According to Chikwenengere, she received messages from Bernstein in June 2020 asking if it were possible for Chikwenengere to send her the dress as a "gift." Along with a lengthy written caption, the designer backed up her story with screenshots of the alleged messages from Bernstein.
"I don’t usually gift products but she has 2.5 million followers and I was flattered she would want to wear it and hoped I’d see some business off the back of it," Chikwenengere wrote.
Although she was cautioned by friends who were aware of previous accusations against Bernstein of copying designs from small businesses, Chikwenengere decided to send her one of her dresses.
Over the weekend, Chikwenengere said she was surprised to see new photos on Bernstein's Instagram account of The Strappy Maxi, a design from WeWoreWhat's latest collection. Chikwenengere said she now believes Bernstein intended to copy her design all along.
"It is identical to mine. The one I have poured my heart and soul into, that is designed by me and handmade for every customer with ethically sourced materials each season," she wrote. "I know this is her MO, but I refuse to be cowed into silence," she wrote. "This is my design, she has posted it all over her social channels and it is on sale to her millions of followers. I am truly devastated. I have spent years building up my independent brand and it feels futile now...They have done it so many times, it cannot be a coincidence and cannot keep happening."
Chikwenengere's post was picked up by Diet Prada, a fashion watchdog site with more than 2.6 million followers. After catching wind of the allegations, Bernstein released a statement to her Instagram story denying Chikwenengere's claims that she copied her design.
The 28-year-old fashion mogul also said that the direct messages Chikwenengere shared were taken out of context and that while the dresses look similar in certain photos, she did not intentionally copy anyone's designs.
"I'm sick and tired of being accused of stealing designs or content that I absolutely did not," she wrote. "I am sick of screenshots of conversations without context or dates and part of something that looks similar. There will always be something that someone can say looks similar. These ridiculous claims for 15 minutes of fame are unfounded and unfair. My team and our freelance designer who came on to create these collections work extremely hard and I will not let their work be put down."
Bernstein later shared another message to her millions of followers in an effort to debunk Chikwenengere's accusations by explaining the context of their messages.

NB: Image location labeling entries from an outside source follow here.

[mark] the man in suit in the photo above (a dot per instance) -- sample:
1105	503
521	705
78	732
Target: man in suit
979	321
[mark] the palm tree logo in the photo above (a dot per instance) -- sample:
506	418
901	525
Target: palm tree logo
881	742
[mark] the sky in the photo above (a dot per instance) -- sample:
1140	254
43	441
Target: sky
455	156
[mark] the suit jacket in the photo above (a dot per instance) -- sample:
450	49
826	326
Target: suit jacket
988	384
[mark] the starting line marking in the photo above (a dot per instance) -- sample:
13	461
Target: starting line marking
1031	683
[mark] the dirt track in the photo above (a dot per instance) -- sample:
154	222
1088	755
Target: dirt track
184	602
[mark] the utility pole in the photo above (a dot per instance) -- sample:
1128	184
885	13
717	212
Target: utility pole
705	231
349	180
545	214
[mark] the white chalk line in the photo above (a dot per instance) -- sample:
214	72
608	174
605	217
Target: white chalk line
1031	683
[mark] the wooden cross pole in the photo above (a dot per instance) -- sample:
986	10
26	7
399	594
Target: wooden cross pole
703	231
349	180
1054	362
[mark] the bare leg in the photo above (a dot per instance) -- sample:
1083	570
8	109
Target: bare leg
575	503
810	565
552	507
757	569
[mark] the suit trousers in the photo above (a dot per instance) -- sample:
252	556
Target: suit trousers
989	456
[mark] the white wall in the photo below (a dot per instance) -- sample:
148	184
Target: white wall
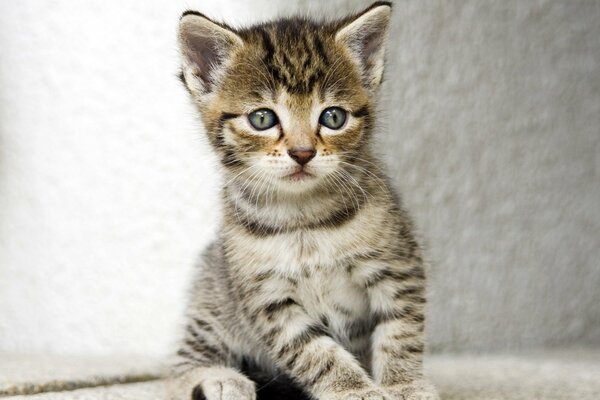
108	190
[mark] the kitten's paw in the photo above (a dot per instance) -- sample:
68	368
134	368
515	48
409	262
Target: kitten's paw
417	390
365	394
212	384
226	388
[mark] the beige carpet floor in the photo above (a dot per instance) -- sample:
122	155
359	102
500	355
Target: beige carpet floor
556	375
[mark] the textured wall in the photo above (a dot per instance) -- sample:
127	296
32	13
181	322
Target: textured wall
107	190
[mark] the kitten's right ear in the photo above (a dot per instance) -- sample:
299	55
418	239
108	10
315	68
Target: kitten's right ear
205	48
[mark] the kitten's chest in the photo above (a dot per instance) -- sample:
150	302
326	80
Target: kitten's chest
330	295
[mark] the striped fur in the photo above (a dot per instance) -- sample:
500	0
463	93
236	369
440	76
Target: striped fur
316	278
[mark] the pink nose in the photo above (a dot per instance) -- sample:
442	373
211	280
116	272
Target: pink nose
302	155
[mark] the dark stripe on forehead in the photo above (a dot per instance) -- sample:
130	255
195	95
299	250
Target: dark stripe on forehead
226	117
361	112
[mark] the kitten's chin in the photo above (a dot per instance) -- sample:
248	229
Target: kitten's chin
299	181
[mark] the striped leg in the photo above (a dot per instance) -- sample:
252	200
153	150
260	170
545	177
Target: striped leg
204	371
397	342
300	346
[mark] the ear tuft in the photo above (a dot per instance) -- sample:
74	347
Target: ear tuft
205	48
365	36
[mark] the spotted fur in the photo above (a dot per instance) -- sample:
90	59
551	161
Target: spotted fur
316	277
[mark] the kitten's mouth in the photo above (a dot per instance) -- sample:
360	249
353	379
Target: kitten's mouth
299	175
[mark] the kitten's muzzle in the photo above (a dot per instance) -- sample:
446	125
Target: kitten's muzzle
302	155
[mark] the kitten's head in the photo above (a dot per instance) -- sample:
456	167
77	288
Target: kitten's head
290	102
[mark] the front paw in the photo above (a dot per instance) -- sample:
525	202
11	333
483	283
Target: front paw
417	390
225	388
372	393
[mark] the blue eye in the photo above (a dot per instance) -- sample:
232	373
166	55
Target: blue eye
333	118
262	119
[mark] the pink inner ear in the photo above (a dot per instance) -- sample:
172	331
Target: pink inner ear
370	45
203	52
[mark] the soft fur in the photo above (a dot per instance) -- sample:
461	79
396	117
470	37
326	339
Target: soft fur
316	282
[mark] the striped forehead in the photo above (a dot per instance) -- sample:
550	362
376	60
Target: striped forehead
293	53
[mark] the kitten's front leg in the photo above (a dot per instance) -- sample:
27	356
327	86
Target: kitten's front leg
300	346
398	299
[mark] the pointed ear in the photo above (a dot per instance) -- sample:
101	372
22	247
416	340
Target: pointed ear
365	35
205	49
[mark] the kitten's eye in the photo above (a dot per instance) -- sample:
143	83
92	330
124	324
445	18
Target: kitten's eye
262	119
333	118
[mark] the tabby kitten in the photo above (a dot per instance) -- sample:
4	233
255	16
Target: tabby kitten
315	279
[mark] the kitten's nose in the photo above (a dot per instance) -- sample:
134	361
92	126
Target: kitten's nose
302	155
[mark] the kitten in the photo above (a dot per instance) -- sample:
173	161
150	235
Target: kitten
316	279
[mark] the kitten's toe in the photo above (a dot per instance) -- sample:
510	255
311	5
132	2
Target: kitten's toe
368	394
228	389
418	390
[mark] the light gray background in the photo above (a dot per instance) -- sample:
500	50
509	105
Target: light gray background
491	116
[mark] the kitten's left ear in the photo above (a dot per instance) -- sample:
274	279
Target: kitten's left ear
205	46
365	36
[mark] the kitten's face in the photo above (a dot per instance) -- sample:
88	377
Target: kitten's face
287	105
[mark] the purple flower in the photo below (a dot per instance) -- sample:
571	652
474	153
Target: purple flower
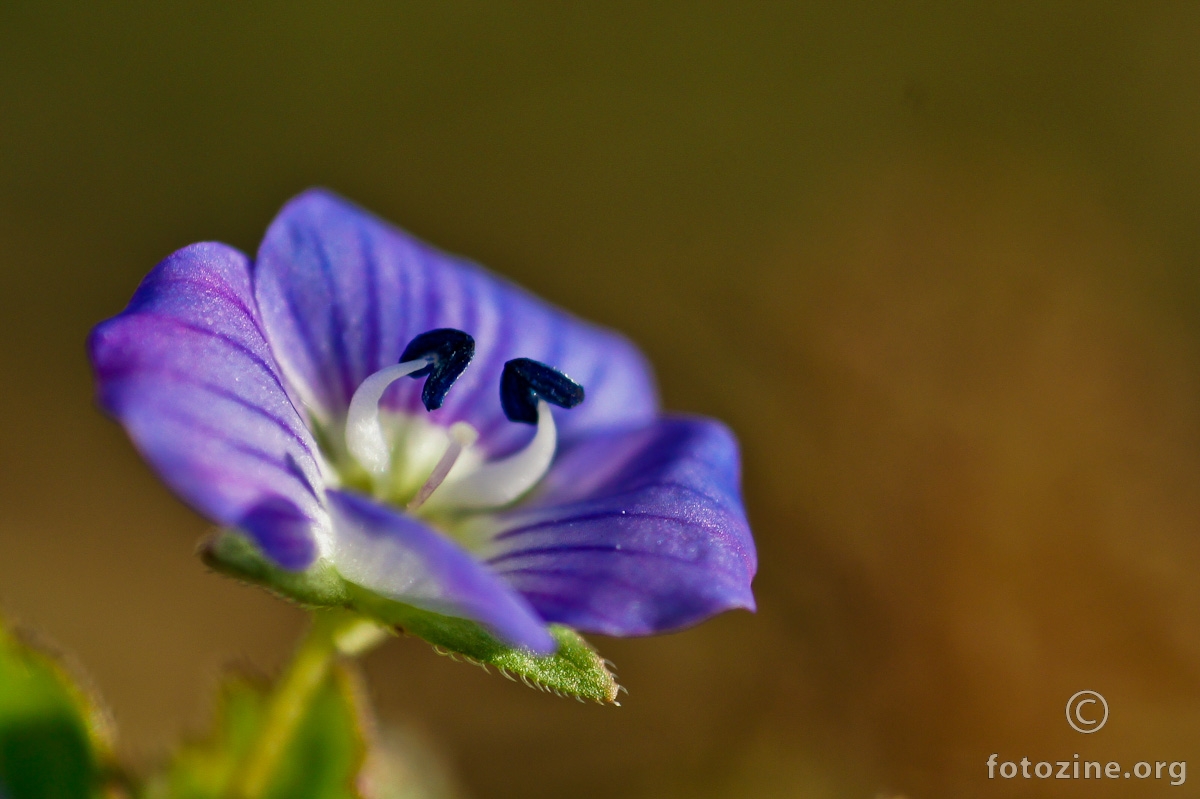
271	396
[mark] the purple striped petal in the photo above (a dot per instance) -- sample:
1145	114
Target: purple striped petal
342	293
187	370
401	558
634	533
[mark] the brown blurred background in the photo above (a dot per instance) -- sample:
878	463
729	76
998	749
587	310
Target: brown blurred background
953	248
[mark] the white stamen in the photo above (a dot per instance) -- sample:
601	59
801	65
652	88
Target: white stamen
364	432
461	437
502	481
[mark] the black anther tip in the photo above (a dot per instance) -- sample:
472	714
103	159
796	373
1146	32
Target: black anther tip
448	352
525	382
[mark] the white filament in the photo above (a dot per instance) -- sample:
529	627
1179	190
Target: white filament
364	432
461	437
502	481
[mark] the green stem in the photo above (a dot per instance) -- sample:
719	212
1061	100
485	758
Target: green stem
293	694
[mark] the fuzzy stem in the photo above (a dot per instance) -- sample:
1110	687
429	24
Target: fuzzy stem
294	691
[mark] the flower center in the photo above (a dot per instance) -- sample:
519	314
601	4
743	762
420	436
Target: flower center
439	470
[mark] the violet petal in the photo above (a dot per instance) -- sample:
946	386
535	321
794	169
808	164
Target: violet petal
401	558
189	373
634	533
342	293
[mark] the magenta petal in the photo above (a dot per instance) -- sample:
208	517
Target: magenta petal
401	558
634	532
189	373
342	293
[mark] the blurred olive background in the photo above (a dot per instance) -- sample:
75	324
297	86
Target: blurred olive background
936	263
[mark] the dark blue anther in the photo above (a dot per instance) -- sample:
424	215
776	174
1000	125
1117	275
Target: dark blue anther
448	352
525	382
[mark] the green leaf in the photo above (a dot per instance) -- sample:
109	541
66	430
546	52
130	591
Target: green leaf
53	740
321	761
575	670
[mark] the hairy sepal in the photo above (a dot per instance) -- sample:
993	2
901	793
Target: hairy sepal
575	670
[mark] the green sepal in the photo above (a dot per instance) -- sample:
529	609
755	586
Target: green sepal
54	742
322	758
575	670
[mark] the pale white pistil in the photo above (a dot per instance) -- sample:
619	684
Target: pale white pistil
499	482
474	485
365	438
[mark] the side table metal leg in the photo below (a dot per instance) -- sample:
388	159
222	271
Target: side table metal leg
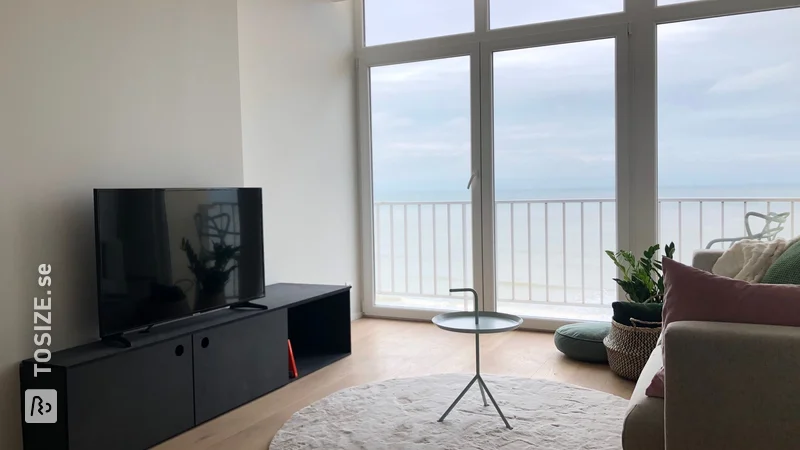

"The truth you aren't being exposed to," she wrote. "The original message offering for the dress to be gifted was unsent and not shown. I did not seek the dress to copy. [Diet Prada] knows this and failed to share the truth. This is our original sketch from my freelance designer. Tie back straps can be found a million ways with a quick Google search. You are only being shown images of one part of the dress because that is the only similarity."
Bernstein said she messaged Chikwenengere to apologize for not having worn the dress and claimed that the We Are KIN designer initially offered her the dress but purposely deleted the message from their exchange.
"I offered to her on the phone and also provide proof that our design was created completely independently of hers. With all of the false accusations in the press, I honestly don't even blame her for feeling this way," Bernstein went on.
Bernstein said she felt compelled to share screenshots and sketches with followers because Chikwenengere's claims have caused the WeWoreWhat team to receive "death threats" and "disturbing messages."
"I'm fed up with this false narrative being spread about me stealing designs when I have time after time proven each accusation false," she wrote. "Because the spreading of false information is rampant throughout social media and needs to be stopped. 1. I did not reach out asking for the dress. 2. I did not copy the dress."